The video opens with a dramatic portrait of the Titanic, its stern crashing into the stormy waves, as an imperious male voice continues to claim that it was swapped with her sister ship, the Olympic.
He alluded to an oft-repeated conspiracy theory that the company that built the Titanic deliberately sank the Olympic, another of its ships, as part of an elaborate insurance fraud.
A similar TikTok video claiming that “the Titanic never sank” garnered 11 million views. The video was removed earlier this year in what appeared to be a rare intervention after it was widely reported by the US media.
TikTok’s algorithm and engagement-based recommendation system, which creates personal feeds for users based on their preferences, make it a powerful platform for spreading conspiracy theories, experts say.
“This makes it easier for this type of content to spread,” Megan Brown, a senior research scientist at New York University’s Center for Social Media and Politics, told AFP.
“The other factor that makes it easy for historical conspiracy theories to spill over onto other types of conspiracy theories or misinformation is that it’s usually not moderated content.”
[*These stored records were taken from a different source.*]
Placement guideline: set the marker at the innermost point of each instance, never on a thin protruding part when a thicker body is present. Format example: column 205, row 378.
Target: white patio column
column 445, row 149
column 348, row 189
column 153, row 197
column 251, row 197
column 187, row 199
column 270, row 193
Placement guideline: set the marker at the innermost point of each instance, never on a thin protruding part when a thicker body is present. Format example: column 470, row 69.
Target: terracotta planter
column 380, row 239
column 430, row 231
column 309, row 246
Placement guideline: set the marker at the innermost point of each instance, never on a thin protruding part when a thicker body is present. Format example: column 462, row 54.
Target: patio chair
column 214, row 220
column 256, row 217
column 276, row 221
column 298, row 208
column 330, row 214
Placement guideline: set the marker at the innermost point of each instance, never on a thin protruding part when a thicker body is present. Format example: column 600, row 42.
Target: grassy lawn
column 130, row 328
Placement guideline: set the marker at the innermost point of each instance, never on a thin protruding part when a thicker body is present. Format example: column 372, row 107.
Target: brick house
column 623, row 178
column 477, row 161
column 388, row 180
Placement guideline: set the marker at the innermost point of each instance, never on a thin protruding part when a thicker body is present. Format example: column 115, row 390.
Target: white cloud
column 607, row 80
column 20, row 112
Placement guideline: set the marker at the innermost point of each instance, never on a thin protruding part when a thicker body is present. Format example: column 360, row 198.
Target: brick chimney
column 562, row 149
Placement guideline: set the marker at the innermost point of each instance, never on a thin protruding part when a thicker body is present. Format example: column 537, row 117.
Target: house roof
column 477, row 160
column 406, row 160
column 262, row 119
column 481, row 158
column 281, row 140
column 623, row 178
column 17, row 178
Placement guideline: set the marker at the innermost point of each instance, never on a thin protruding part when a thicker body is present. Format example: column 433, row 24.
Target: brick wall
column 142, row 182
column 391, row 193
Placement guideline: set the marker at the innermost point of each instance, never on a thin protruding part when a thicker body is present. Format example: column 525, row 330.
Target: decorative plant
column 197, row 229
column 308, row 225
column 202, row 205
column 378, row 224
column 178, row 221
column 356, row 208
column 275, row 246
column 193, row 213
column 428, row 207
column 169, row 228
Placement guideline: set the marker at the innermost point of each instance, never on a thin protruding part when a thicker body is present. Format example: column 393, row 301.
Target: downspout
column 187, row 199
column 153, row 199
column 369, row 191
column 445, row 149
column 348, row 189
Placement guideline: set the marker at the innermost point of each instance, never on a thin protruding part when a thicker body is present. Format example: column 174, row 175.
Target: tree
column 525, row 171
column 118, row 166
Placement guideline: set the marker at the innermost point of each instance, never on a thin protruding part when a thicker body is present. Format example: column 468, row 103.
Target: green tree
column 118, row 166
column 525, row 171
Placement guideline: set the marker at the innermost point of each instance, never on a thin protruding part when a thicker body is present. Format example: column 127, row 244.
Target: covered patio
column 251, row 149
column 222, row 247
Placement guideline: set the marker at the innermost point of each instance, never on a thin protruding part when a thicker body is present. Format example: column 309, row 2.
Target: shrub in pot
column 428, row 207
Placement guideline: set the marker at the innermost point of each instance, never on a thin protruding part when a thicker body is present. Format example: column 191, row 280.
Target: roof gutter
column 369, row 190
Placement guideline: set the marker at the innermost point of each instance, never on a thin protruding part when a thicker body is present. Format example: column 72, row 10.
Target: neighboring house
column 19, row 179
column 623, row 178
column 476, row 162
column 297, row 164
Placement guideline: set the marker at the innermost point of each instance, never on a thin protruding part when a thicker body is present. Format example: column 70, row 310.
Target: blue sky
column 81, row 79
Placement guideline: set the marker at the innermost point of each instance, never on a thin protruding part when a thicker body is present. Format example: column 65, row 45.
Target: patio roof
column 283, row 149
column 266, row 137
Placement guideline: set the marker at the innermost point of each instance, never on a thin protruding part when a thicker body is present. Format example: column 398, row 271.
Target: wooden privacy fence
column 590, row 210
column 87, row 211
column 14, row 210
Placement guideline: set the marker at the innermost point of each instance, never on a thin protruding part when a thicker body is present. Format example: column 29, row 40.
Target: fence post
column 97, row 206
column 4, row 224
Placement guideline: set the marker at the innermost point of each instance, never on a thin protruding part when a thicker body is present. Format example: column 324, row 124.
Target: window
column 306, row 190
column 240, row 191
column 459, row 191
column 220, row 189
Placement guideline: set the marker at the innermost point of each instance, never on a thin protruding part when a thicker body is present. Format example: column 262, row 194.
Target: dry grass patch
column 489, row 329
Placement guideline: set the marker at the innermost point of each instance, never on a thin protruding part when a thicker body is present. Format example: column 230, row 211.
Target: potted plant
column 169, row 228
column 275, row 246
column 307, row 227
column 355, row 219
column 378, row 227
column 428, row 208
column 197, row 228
While the platform says it removes posts that cross the “significant harm” threshold, such as violence or harassment, other seemingly benign content laced with falsehoods remains intact.
That approach, the researchers say, underscores a key dilemma facing social media platforms: How to deal with an explosion of misinformation without giving users the impression that they are restricting free speech?
That policy gap has given rise to a breed of users who thrive on disproven conspiracy theories that generate strong engagement, like the Earth is flat and the 1969 moon landing was a hoax.
That also includes the Titanic TikTok influencers, focused on the ship that sank in 1912 during its maiden voyage from England to New York after hitting an iceberg.
The proliferation of Titanic conspiracy theories on the popular platform may seem benign compared to other falsehoods that result in real-world harm, but historians say it remains vital to debunk them.
They worry that conspiracy theories will affect the way a generation of young people, who often rely on platforms like TikTok as their main source of information, learn about the tragedy.
“The sad part is that a lot of the people who follow this kind of stuff are teenagers,” said Charles A. Haas, founder of the Titanic International Society, which is dedicated to researching the stricken ship.
“Unfortunately, they are not willing to dig,” Haas told the New York Times.
TikTok influencers and celebrities are increasingly replacing journalists as the main source of news for young people, according to a report published this month by the Britain-based Reuters Institute.
The report found that 55 percent of TikTok and Snapchat users and 52 percent of Instagram users get their news from “personalities,” compared to 33-42 percent who get their news from mainstream outlets and journalists on those platforms.
That was reflected in how millions of young users took to TikTok this week for updates on the five people aboard a tourist submersible that disappeared in the North Atlantic Ocean on their way to visit the Titanic’s seabed wreckage, with a ticket. of $250,000.
All five died after the ship suffered what the US Coast Guard called a “catastrophic implosion” in the depths of the ocean.
“What if this is all a cover up?” asked a young TikTok user, referring to the wall-to-wall news coverage about the submersible.
“Is there something behind the scenes that we’re not seeing?” she added, peddling another baseless conspiracy in a video that amassed more than 4.2 million views.